Abstract
Information and communication technology (ICT) has been critical to the emergence of a new Internet-of-Things (IoT) era, as a rapidly increasing number and variety of IoT electronic devices in a wide range of end-use sectors require massive data communication in terms of volume, velocity/speed, and variety. Semiconductor technology advancements have played a key role in ICT and unlike the past ICT energy footprint analysis, which focused on the final electronic product, an attempt has been made to examine the global energy impacts for the period 2016–2025 based on the market forecasts of three major IoT IC types, i.e., sensors and actuators, connectivity, and processor ICs distributed among four major IoT device components.

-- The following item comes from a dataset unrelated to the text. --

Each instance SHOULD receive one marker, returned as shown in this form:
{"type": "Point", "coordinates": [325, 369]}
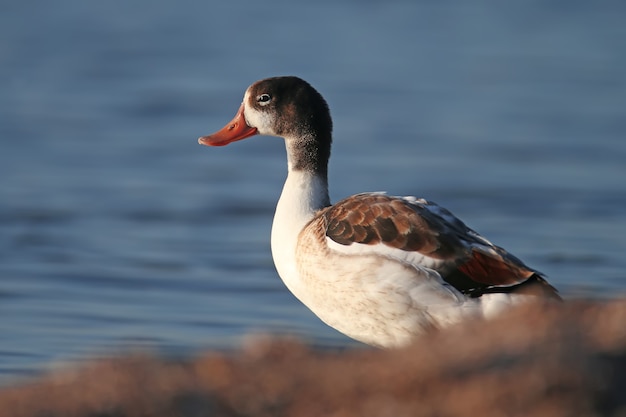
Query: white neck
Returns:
{"type": "Point", "coordinates": [304, 193]}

Total global IoT semiconductor primary energy demand is projected to increase from 2 EJ in 2016 to 35 EJ by 2025, resulting mainly from a substantial projected increase energy needed in the manufacturing of ICs, with growth in the use of sensors and energy-intensive next fab generation manufacturing. Unlike the trend in manufacturing energy, total global operational energy use is projected to decrease significantly with the development of smaller transistor size, low-power devices, and faster wireless data communication technology. Total operational energy is projected to significantly decrease from 118 TWh/year (1,2 EJ/year) to less than 1 TWh/year (0.003 EJ/year) in spite of a significantly higher anticipated growth in its market size during the 2016–2025 forecast period. Its annual share of total primary energy use is projected to reach an insignificant level of 0.01% by the end of 2025, consistent with the past limited electronic product life cycle analyses besides the analysis focus here limited to ICs in IoT devices.